Equal infringement (range of effect of patent right)

Overview of equal infringement

The validity of a patent right is determined based on the description of the scope of claims (Patent Law, Article 70, Paragraph 1).

If the target product contains all the components of the claims, it is an infringement of the patent right, and if it does not contain even one of the components of the claims of the claims. Is non-infringement.

Equal infringement is an infringement of a patent right if the product can be evaluated as equal even if it does not include all the components of the claims in the claims. It is a way of thinking.

 

Requirements to which the doctrine of equivalents applies

When there is a part in the configuration described in the claims that differs from the product to be judged.

1. The difference is not an essential part of the patented invention (non-essential part)

2. Even if the difference is replaced with that of the product, the object of the patented invention can be achieved and the same action and effect can be obtained (substitutable).

3. At the time of manufacture of the product, those skilled in the art could easily conceive such a replacement (ease of replacement).

4. The product is not the same as the publicly known technology at the time of filing the patent application of the patented invention, and a person skilled in the art cannot easily infer from the known technology at the time of filing (difficulty in inferring easily).

5. There are no special circumstances such as the product being intentionally excluded from the scope of claims in the patent application procedure for the invention (conscious exclusion).

If the target product meets all of the above requirements 1 to 5, it will be judged as infringement of the patent right (equal infringement) as equivalent to the configuration described in the claims (February 24, 1998). Supreme Court decision (ball spline case)).

The burden of proof of requirements 1 to 3 lies with the patentee, and the burden of proof of requirements 4 and 5 is the defendant's reason for defense.

The judgment time of Requirement 3 is "at the time of implementation", and the judgment time of Requirement 4 is "at the time of filing".

Excerpt from the Supreme Court case in the Ballspline case

When filing a patent application, it is extremely difficult to describe the scope of claims in the specification in anticipation of all future aspects of infringement.

If the other party can easily avoid the exercise of rights such as injunction by the patentee by replacing a part of the configuration described in the claims with substances, technologies, etc. that became clear after filing the patent application. Not only is it against the purpose of the Patent Law, which is to reduce the willingness of society in general to invent, and to contribute to the development of industry through the protection and encouragement of inventions, but it is also against social justice and the idea of ​​equality. Become.

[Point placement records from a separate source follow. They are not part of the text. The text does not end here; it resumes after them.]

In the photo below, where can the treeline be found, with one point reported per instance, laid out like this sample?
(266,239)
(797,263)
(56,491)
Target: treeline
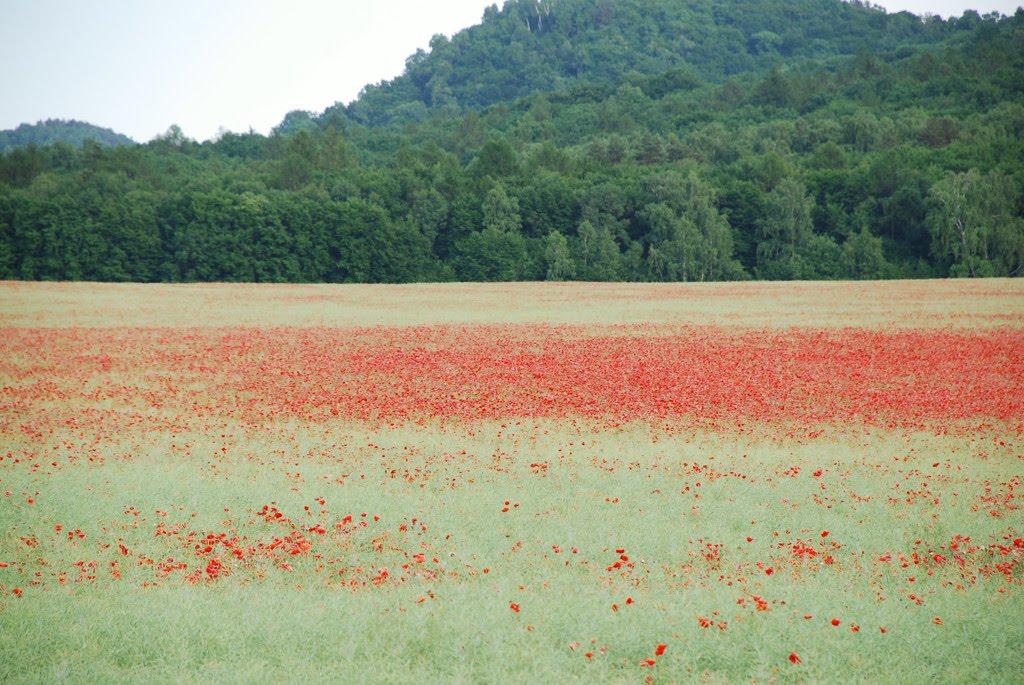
(899,163)
(59,130)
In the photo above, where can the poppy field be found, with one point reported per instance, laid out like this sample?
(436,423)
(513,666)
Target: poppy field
(799,482)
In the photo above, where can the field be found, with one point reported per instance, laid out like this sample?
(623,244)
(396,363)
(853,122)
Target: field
(799,482)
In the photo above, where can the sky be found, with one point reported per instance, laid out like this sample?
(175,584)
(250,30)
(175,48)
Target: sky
(139,66)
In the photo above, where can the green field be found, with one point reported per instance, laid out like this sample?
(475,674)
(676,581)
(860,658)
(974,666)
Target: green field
(451,510)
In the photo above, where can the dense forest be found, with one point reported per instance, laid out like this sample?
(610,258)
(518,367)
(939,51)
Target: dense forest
(586,139)
(59,130)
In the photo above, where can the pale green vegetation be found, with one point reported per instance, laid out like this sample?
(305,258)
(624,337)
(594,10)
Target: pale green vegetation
(663,493)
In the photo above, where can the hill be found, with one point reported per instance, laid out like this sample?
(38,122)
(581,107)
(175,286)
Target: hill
(59,130)
(531,46)
(780,139)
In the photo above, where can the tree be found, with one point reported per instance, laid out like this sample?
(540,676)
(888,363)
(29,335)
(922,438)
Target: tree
(598,257)
(558,258)
(976,225)
(501,211)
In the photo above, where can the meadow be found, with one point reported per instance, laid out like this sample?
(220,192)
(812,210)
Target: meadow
(537,482)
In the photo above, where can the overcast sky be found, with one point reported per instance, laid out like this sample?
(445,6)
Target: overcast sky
(139,66)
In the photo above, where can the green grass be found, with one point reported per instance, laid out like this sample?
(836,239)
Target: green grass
(245,627)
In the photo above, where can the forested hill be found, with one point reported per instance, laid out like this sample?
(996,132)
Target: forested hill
(58,130)
(635,139)
(535,46)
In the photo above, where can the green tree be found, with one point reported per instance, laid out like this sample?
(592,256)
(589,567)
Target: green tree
(558,258)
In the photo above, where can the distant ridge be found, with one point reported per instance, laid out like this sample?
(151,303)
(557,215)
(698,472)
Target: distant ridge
(59,130)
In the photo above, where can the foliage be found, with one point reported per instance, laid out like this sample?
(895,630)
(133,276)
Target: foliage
(660,140)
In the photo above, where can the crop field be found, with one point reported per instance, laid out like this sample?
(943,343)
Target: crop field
(783,482)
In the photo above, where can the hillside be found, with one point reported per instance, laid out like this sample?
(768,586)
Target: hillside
(780,139)
(531,46)
(58,130)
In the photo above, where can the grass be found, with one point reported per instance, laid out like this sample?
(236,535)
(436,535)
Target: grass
(679,499)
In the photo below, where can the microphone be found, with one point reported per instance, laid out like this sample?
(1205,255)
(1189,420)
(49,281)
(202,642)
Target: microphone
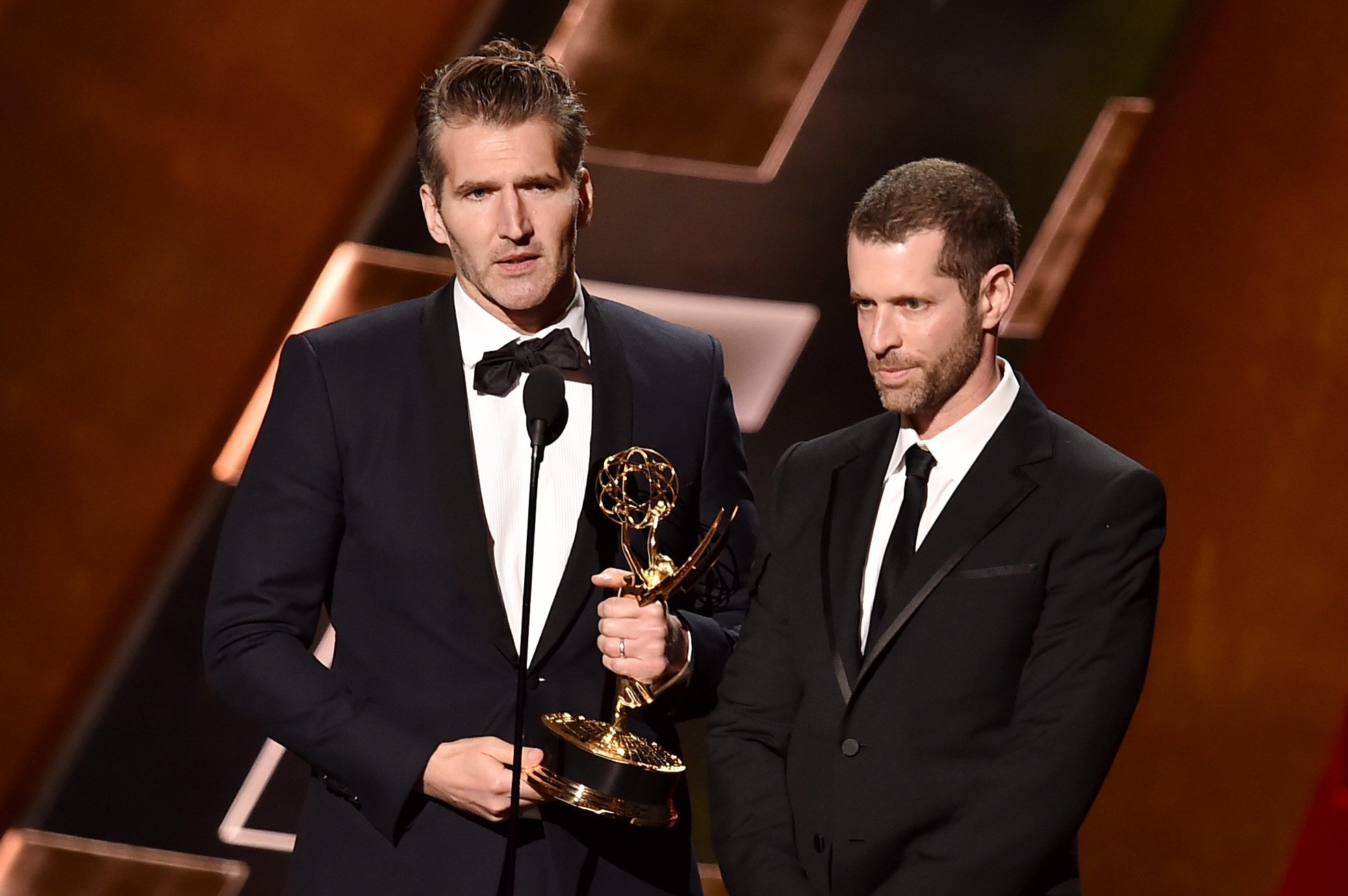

The substantive value of the patented invention extends to the technology that a third party can easily conceive from the configuration described in the claims as being substantially identical to this, which the third party should expect. It is reasonable to understand that.

No one should have been able to obtain a patent for the technology that was known at the time of filing the patent application for the patented invention and the technology that could be easily inferred by those skilled in the art at the time of filing the right application. (Refer to Article 29 of the Patent Act), it cannot be said that it belongs to the technical scope of the patented invention.

The patentee once approves that it does not belong to the technical scope of the patented invention, such as the applicant consciously excluding it from the scope of claims in the patent application procedure, or it is externally understood as such. It is not permissible in the light of the doctrine of prohibition that the patentee later makes a counter-argument about something that has acted in such a way.

 

Explanation of equal infringement

Equal infringement is not stipulated by patent law.

It is a standard for patent infringement decided by the Supreme Court in the ball spline case.

As mentioned above, the validity of a patent right is determined based on the description of the scope of claims (Patent Law, Article 70, Paragraph 1).

However, if this is strictly applied, if the target product is slightly different from one of the components of the claims, it will be non-infringement and the specific validity cannot be guaranteed. It was determined to be an infringement.